Effectivement, avec une musique différente, il faut adapter les mélodies vocales. Même si on reconnaît ma marque de fabrique, je ne chante pas de la même façon qu’il y a 10 ans par exemple. Pour cet album, le challenge était de chanter d’une voix aussi pure que possible. Je raisonne en tant que musicienne : il n’est pas toujours utile de placer des lignes de chants très compliquées sur une musique, il suffit souvent de garder ce qui vient naturellement. Si j’ai un message à faire passer, je peux simplement le dire, le murmurer ou le chanter, sans me prendre la tête dans mon rôle de vocaliste. Le fond l’emporte sur la forme, et c’est ça la nouveauté. Il n’y a plus ces longues envolées vocales que je pratiquais par le passé. Entendons-nous bien, j’adore encore en faire, mais elles auraient été hors sujet dans le cadre de ce nouvel album.

AGUA DE ANNIQUE

Quels sont cette fois les sujets abordés ?
Bonne question… Cet album est très personnel, il vient du plus profond de mon âme. D’un autre côté, il y a plus d’histoires inventées que dans ce que j’ai déjà pu sortir, beaucoup de gens adorent « Hey Okay ! » par exemple.

C’est ma préférée de l’album...
Oh, merci. J’aime assez « Adore », un titre très intense, très romantique, écrit par Jacques, mon bassiste. Les lyrics sont un peu plus complexes mais il fallait aussi ce type de morceau pour l’album. « Just Fine », le titre écrit avec Devin, parle d’être bien dans sa peau mais évoque, tout en relativisant, les démons intérieurs. « Pearly », qui ouvre l’album, est aussi une chanson plus légère à propos d’une fille amoureuse du présentateur du JT et qui le suit tous les matins à 8 heures.

C’est autobiographique ?
Non, j’ai bien des présentateurs préférés mais je ne bave pas devant la télé dès le matin (rires). J’aime assez le concept : on les regarde tous les jours en pensant les connaître, mais ce n’est que superficiel. Il y a donc un mix de fictions et d’expériences de la vie, de l’amour, ce qui fait que l’album est très diversifié.

Comment vois-tu ta carrière post-The Gathering ? On te sent vraiment débarrassée de toute contrainte…
C’est sûr, la liberté artistique est importante. Il y a toujours des sujets qui appellent à la réflexion et sur lesquels il est intéressant d’écrire. D’un autre côté, il s’agit de maintenir un équilibre entre travail et vie privée.

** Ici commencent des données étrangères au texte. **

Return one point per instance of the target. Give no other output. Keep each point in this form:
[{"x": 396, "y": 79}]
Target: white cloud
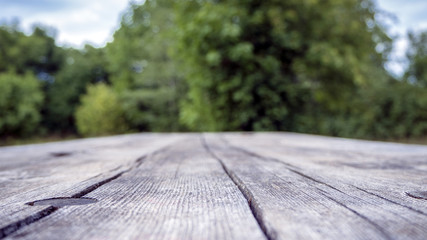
[
  {"x": 78, "y": 22},
  {"x": 411, "y": 16}
]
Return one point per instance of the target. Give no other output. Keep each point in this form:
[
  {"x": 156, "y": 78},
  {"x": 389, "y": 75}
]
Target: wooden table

Metal Obs’ vient d’interviewer coup sur coup Simone Simons d’Epica et Sharon den Adel de Within Temptation. Comment expliques-tu qu’il y ait autant de chanteuses de talent dans ton pays ? Ça a à voir avec la nourriture, l’eau… ?
C’est vrai qu’on a de bons légumes ici (rires). La terre est fertile et l’eau n’est pas très calcaire. Je ne sais pas trop quoi répondre… Cette vague de groupes rock à chanteuse a bien pris naissance en Hollande et a généré de grands talents. Je suis fière d’en faire partie.

Tu ne trouves pas étrange d’être interviewée par un magazine Metal pour la sortie de ce nouvel album ? Ton public est sans doute le même que par le passé…
J’ai commencé à drainer un nouveau public ici en Hollande, ce qui est fantastique. Je me sens comme une pieuvre avec un tentacule dans chaque scène musicale : rock, metal, alternative, pop. Les gens qui me suivaient ces 10 dernières années sont vraiment intéressés par ce que je fais maintenant. Au-delà même de la musique, ceux qui m’apprécient en tant qu’artiste veulent voir ce dont je suis capable. Ma musique vient du cœur, et le public y trouve son compte.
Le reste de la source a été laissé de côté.